Today, we will look at three of Jesus’ seven sayings on the cross. The first of three is John 19:26-27 (NASB), When Jesus then saw His mother, and the disciple whom He loved standing nearby, He *said to His mother, “Woman, behold, your son!” Then He *said to the disciple, “Behold, your mother!” From that hour the disciple took her into his own household. As Jesus suffered in ways we can only imagine, bearing the sins of the whole world, he looks after His mother. Mary is a widow, and Jesus, her eldest son, has been caring for Her. Jesus lives out the command to honor one’s mother and father. Those of us who wish to honor our parents will follow Jesus’ example.
Why did Jesus entrust His mother to John, the disciple whom Jesus loved? None of Jesus’ brothers believed in Him (John 7:2-5) and were not at the crucifixion. However, John was there with Mary, providing support. In R. C. H. Lenski’s words, “These two belonged together because these two were losing in Jesus’ death more than the rest. Mary was losing her son, John the master who loved him beyond the rest.”
Today’s second statement for examination is in John 19:28 (NASB) After this, Jesus, knowing that all things had already been accomplished, to fulfill the Scripture, *said, “I am thirsty.” Jesus declares his thirst to fulfill Psalm 69:21 and perhaps Psalm 22:15. Both Psalms are considered Messianic and describe righteous suffering.

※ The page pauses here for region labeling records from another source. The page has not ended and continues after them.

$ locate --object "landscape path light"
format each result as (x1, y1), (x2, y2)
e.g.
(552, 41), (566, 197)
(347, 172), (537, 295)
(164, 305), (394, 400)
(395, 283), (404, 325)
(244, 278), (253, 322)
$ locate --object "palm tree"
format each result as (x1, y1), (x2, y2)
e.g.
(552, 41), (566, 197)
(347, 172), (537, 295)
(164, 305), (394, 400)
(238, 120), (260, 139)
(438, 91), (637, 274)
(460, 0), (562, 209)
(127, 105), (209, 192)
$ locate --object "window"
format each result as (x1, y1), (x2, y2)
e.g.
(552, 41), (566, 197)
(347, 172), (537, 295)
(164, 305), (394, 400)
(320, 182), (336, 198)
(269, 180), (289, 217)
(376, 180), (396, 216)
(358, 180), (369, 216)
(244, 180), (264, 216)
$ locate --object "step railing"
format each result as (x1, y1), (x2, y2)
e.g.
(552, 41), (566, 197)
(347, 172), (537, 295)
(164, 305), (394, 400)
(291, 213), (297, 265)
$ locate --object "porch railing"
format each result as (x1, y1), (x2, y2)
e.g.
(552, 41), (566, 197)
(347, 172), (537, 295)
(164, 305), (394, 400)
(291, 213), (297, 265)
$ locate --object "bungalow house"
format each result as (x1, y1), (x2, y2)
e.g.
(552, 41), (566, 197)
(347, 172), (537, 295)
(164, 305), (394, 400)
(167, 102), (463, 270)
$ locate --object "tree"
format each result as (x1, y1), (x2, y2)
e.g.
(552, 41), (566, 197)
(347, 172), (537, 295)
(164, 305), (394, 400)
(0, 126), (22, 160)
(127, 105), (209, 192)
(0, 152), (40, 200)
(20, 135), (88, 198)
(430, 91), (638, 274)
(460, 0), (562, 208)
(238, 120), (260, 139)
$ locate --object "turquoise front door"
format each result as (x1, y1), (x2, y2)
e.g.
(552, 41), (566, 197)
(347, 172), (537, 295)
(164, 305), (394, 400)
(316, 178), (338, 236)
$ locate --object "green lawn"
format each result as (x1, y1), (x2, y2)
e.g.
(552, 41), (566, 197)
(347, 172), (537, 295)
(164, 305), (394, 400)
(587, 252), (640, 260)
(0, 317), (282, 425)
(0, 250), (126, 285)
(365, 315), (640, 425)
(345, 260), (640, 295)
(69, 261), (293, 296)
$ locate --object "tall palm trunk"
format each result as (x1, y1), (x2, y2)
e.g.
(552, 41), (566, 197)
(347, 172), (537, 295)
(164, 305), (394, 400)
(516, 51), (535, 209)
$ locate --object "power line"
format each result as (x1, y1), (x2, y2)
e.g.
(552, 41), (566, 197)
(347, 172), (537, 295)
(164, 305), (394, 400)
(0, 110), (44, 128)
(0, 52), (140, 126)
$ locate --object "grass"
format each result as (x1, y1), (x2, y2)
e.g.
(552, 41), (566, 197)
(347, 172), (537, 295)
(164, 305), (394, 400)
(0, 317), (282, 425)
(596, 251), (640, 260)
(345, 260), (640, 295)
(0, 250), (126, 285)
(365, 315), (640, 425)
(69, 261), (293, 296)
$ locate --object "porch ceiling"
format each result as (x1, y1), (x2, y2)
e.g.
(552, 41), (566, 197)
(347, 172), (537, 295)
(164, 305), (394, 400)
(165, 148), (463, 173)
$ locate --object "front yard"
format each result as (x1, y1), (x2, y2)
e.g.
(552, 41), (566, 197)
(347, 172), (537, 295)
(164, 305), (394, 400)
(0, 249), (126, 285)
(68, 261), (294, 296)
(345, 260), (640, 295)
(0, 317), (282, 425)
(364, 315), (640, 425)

Despite Jesus’ agonizing suffering, He is in complete control.
Jesus third statement is John 19:30 (NASB) Therefore when Jesus had received the sour wine, He said, “It is finished!” And He bowed His head and gave up His spirit. Commenting on this verse, Scholar James Hamilton declares:
“The righteous life has been lived. The greatest demonstration of humility and love has been accomplished. Exact obedience to every righteous requirement of the Father has been maintained. The full measure of the Father’s wrath has been poured out. The cup has been drained to the dregs. The penalty for sin has been paid. The substitute has taken the place of his people. Atonement has been made for every one of their innumerable transgressions. The stains have been made clean, the Father’s wrath propitiated, the law’s demand fulfilled, the pains of the people taken, guilt forgiven, old made new, salvation accomplished, love demonstrated, truth upheld, mercy lavished, brokenness healed, evil unplugged, Satan defeated, the promise of life made. It is finished.”
On Calvary’s cross, Jesus completed His mission entrusted to Him by the Father. He loved us to the uttermost by paying the penalty our sins deserve. Thank you, Jesus!
Today’s devotion was written by Dr Leo Endel, Executive Director of the Minnesota-Wisconsin Baptist Convention.
Reunion: “Father, into your hands I commit my spirit!” In these last words from the cross, separation from the Father is becoming reunion with the Father. Jesus in full confidence of the Father and of the Father’s completed plan commits His Spirit into the hands of the Father.
His words are from Psalm 31:5, a favorite Psalm, or song, of ancient Israel. It was a reminder that in the midst’s of life’s crises and struggles God is our refuge and deliverer. At the pinnacle of the absolute darkness of the cross Jesus is fully confident of the Father’s deliverance and, even more than that, that the Father will use this act of love to bring hope and salvation to the world. His cry for deliverance is not a request to be freed from the cross but to be delivered back to the Father–mission accomplished!
Hear these words of Psalm 31 and think of what they must have meant to Jesus:
In you, O LORD, do I take refuge;
let me never be put to shame;
in your righteousness deliver me!
Incline your ear to me;
rescue me speedily!
Be a rock of refuge for me,
A strong fortress to save me!
For you are my rock and my fortress;
and for your name’s sake
you lead me and guide me;
you take me out of the net
they have hidden for me,
for you are my refuge.
INTO YOUR HAND I COMMIT MY SPIRIT;
you have redeemed me,
O LORD, faithful God.
Today, in the midst of the COVID-19 crisis, “commit your spirit” to the God you can trust!